On Rediscovering Christmas

Submitted by on December 6, 2007 – 12:32 amNo Comment

For me, Christmas has everything to do with Mexican food, and nothing to do with Walkmans.

For the first time in their lives, Emma and Kyra (three and two, respectively) played major roles in the tree-decorating tradition. In a moment of sheer delirium (or genius as it were) I decided to provide them with construction paper, some scissors, and Elmer’s glue. I then tried to teach them the fine art of paper chain garland making. I might as well have been teaching them the fundamentals of organic chemistry, they were THAT interested in what I was doing.

So instead of a chain, they made microscopic triangles. Sometimes they got lucky and accidentally made a square. More often than not, though, the shapes slightly resembled things like Pee Wee Herman’s profile. Since they were generally too small to wire and hang on the tree, we decided they’d best serve as garland decoration (or confetti?), and so we glued and glued and glued some more. Meanwhile, Daddy found some decent Christmas music and put up the fake tree. It was a beautiful night. Nobody was sick or hungry or throwing a tantrum. Everybody was having fun, and I hadn’t felt that “Christmassy feeling” in a very long time.

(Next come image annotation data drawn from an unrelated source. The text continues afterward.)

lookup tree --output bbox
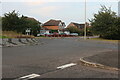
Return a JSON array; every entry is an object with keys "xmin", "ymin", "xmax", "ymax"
[
  {"xmin": 67, "ymin": 26, "xmax": 83, "ymax": 35},
  {"xmin": 90, "ymin": 6, "xmax": 119, "ymax": 39},
  {"xmin": 2, "ymin": 10, "xmax": 20, "ymax": 31},
  {"xmin": 2, "ymin": 10, "xmax": 41, "ymax": 36},
  {"xmin": 25, "ymin": 17, "xmax": 41, "ymax": 36}
]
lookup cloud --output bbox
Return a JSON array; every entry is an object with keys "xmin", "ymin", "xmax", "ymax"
[
  {"xmin": 30, "ymin": 6, "xmax": 63, "ymax": 16},
  {"xmin": 26, "ymin": 1, "xmax": 45, "ymax": 6}
]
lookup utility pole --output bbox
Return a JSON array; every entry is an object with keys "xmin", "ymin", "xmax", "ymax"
[{"xmin": 84, "ymin": 0, "xmax": 86, "ymax": 40}]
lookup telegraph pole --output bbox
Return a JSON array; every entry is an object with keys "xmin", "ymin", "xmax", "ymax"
[{"xmin": 84, "ymin": 0, "xmax": 86, "ymax": 40}]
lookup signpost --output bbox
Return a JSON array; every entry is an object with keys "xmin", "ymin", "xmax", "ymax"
[{"xmin": 26, "ymin": 28, "xmax": 31, "ymax": 35}]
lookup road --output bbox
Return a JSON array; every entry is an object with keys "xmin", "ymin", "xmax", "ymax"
[{"xmin": 2, "ymin": 38, "xmax": 118, "ymax": 79}]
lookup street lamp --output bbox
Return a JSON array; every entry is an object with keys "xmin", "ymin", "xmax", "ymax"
[{"xmin": 84, "ymin": 0, "xmax": 86, "ymax": 40}]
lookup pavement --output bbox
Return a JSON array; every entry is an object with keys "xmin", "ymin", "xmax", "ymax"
[
  {"xmin": 2, "ymin": 37, "xmax": 118, "ymax": 80},
  {"xmin": 83, "ymin": 51, "xmax": 119, "ymax": 68}
]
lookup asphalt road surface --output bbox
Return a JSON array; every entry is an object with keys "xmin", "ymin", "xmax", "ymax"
[{"xmin": 2, "ymin": 38, "xmax": 118, "ymax": 79}]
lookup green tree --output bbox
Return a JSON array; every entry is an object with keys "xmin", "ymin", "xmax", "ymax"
[
  {"xmin": 25, "ymin": 17, "xmax": 41, "ymax": 36},
  {"xmin": 90, "ymin": 6, "xmax": 118, "ymax": 39},
  {"xmin": 2, "ymin": 10, "xmax": 20, "ymax": 31},
  {"xmin": 2, "ymin": 10, "xmax": 41, "ymax": 36}
]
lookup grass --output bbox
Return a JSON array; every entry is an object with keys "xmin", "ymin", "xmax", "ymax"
[{"xmin": 90, "ymin": 38, "xmax": 120, "ymax": 42}]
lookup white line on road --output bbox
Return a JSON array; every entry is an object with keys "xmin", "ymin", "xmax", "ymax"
[
  {"xmin": 15, "ymin": 74, "xmax": 40, "ymax": 80},
  {"xmin": 57, "ymin": 63, "xmax": 77, "ymax": 69}
]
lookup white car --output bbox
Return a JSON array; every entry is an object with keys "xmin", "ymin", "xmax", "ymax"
[{"xmin": 70, "ymin": 33, "xmax": 78, "ymax": 36}]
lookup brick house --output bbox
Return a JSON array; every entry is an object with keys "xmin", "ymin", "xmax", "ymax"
[{"xmin": 67, "ymin": 22, "xmax": 85, "ymax": 30}]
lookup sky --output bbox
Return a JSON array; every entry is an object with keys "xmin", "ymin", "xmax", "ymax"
[{"xmin": 0, "ymin": 0, "xmax": 118, "ymax": 25}]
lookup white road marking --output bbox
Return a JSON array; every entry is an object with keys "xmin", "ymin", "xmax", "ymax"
[
  {"xmin": 57, "ymin": 63, "xmax": 77, "ymax": 69},
  {"xmin": 15, "ymin": 74, "xmax": 40, "ymax": 80}
]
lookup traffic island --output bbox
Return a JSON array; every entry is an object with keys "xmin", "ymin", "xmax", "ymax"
[{"xmin": 80, "ymin": 51, "xmax": 120, "ymax": 71}]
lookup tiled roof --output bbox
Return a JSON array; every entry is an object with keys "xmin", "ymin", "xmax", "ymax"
[
  {"xmin": 43, "ymin": 19, "xmax": 62, "ymax": 26},
  {"xmin": 44, "ymin": 26, "xmax": 59, "ymax": 30}
]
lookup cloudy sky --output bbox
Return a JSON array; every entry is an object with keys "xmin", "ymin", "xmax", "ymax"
[{"xmin": 0, "ymin": 0, "xmax": 118, "ymax": 25}]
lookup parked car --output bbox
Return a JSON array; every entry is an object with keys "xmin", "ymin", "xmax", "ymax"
[{"xmin": 70, "ymin": 33, "xmax": 78, "ymax": 36}]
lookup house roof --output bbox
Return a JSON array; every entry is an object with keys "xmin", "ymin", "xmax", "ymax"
[
  {"xmin": 25, "ymin": 17, "xmax": 41, "ymax": 24},
  {"xmin": 44, "ymin": 26, "xmax": 59, "ymax": 30},
  {"xmin": 72, "ymin": 22, "xmax": 85, "ymax": 27},
  {"xmin": 43, "ymin": 19, "xmax": 64, "ymax": 26}
]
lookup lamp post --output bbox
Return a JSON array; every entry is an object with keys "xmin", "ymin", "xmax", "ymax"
[{"xmin": 84, "ymin": 0, "xmax": 86, "ymax": 40}]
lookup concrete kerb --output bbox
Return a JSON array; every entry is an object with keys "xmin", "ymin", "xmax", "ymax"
[
  {"xmin": 26, "ymin": 38, "xmax": 37, "ymax": 45},
  {"xmin": 80, "ymin": 58, "xmax": 120, "ymax": 71},
  {"xmin": 12, "ymin": 38, "xmax": 25, "ymax": 46},
  {"xmin": 2, "ymin": 39, "xmax": 14, "ymax": 47}
]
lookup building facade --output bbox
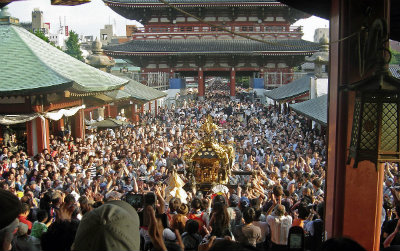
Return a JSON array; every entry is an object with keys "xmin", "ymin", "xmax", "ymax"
[{"xmin": 104, "ymin": 0, "xmax": 318, "ymax": 96}]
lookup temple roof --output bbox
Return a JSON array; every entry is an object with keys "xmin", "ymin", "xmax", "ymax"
[
  {"xmin": 103, "ymin": 0, "xmax": 284, "ymax": 8},
  {"xmin": 105, "ymin": 80, "xmax": 167, "ymax": 103},
  {"xmin": 0, "ymin": 21, "xmax": 128, "ymax": 95},
  {"xmin": 265, "ymin": 73, "xmax": 314, "ymax": 101},
  {"xmin": 104, "ymin": 39, "xmax": 319, "ymax": 55},
  {"xmin": 289, "ymin": 94, "xmax": 328, "ymax": 126}
]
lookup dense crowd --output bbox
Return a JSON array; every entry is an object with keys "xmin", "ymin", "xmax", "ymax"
[{"xmin": 0, "ymin": 91, "xmax": 388, "ymax": 251}]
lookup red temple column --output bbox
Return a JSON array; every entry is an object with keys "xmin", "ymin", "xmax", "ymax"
[
  {"xmin": 73, "ymin": 109, "xmax": 85, "ymax": 140},
  {"xmin": 57, "ymin": 118, "xmax": 65, "ymax": 133},
  {"xmin": 26, "ymin": 117, "xmax": 50, "ymax": 156},
  {"xmin": 198, "ymin": 67, "xmax": 205, "ymax": 100},
  {"xmin": 325, "ymin": 0, "xmax": 390, "ymax": 250},
  {"xmin": 230, "ymin": 67, "xmax": 236, "ymax": 99}
]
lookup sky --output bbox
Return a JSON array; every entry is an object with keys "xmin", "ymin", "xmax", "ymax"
[{"xmin": 8, "ymin": 0, "xmax": 329, "ymax": 41}]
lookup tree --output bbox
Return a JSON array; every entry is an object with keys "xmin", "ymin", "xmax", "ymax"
[{"xmin": 65, "ymin": 31, "xmax": 83, "ymax": 60}]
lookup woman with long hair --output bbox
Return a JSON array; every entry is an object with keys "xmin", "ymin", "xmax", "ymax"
[{"xmin": 209, "ymin": 202, "xmax": 231, "ymax": 238}]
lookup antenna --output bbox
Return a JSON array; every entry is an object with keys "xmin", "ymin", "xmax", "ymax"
[
  {"xmin": 58, "ymin": 16, "xmax": 63, "ymax": 34},
  {"xmin": 113, "ymin": 18, "xmax": 117, "ymax": 32}
]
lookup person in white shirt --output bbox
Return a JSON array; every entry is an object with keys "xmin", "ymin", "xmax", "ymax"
[{"xmin": 267, "ymin": 204, "xmax": 292, "ymax": 250}]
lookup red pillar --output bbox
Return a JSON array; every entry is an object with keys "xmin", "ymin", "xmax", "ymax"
[
  {"xmin": 132, "ymin": 104, "xmax": 139, "ymax": 122},
  {"xmin": 56, "ymin": 118, "xmax": 64, "ymax": 133},
  {"xmin": 26, "ymin": 117, "xmax": 50, "ymax": 155},
  {"xmin": 73, "ymin": 109, "xmax": 85, "ymax": 140},
  {"xmin": 230, "ymin": 67, "xmax": 236, "ymax": 99},
  {"xmin": 325, "ymin": 0, "xmax": 389, "ymax": 250},
  {"xmin": 26, "ymin": 120, "xmax": 33, "ymax": 156},
  {"xmin": 104, "ymin": 105, "xmax": 111, "ymax": 119},
  {"xmin": 198, "ymin": 67, "xmax": 205, "ymax": 100}
]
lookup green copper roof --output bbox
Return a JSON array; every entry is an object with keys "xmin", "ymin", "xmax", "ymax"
[
  {"xmin": 105, "ymin": 80, "xmax": 167, "ymax": 103},
  {"xmin": 0, "ymin": 24, "xmax": 128, "ymax": 95},
  {"xmin": 265, "ymin": 73, "xmax": 314, "ymax": 101}
]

Over the years, holiday cheer had become as foreign a concept to me as mall shopping. My disconnect from Christmas had actually started sometime when I was still a kid. It wasn’t easy for my parents to provide something special for five children. It got to the point where I didn’t want any of it if it meant watching my mother cry or wring her hands or pray rosaries for the money it would take to provide me with something as insignificant as a Walkman or a nice outfit to wear to church. Looking back, my best Christmas memories involve driving around town with my family to check out the luminarias and Christmas lights after midnight mass, then coming home to a big pot of my mom’s homemade menudo. Or eating biscochitos at my Tia Nana’s. Or getting the phone call from my grandma saying to come over and decorate her tree.

I won’t lie, I liked presents as much as the next kid. One year I received this trivia game called Omni that became The Life of the Party for years upon years, a tradition ALMOST as adhered to as Las Posadas. Cousins would call to say, “Screw the tamales, just PLEASE don’t forget to bring the Omni!” Eventually, we had all the answers memorized from the 8-tracks. “True or False, Goober is one of President Carter’s nicknames.” Or “This 1929 song titled ‘Tiptoe Through the Tulips’ was redone in the 1960s by a) Little Richard, b) Vincent Price or c) Tiny Tim.”

I don’t know what happened to that game. Or my Walkman. Or the Christmas clothes my mother always managed to buy on a shoestring budget. I honestly hadn’t thought about them in twenty odd years. Maybe more. But I think about the luminarias, the menudo, and the biscochitos every single year. I even think about the reverence in the air during midnight mass. The Christmas music. The food. The laughs. I can only hope that Christmas will come to mean something more than just presents for my children, that someday my youngest daughters will remember with nostalgia things like the day they spent making Pee Wee Herman’s profile for our Christmas tree.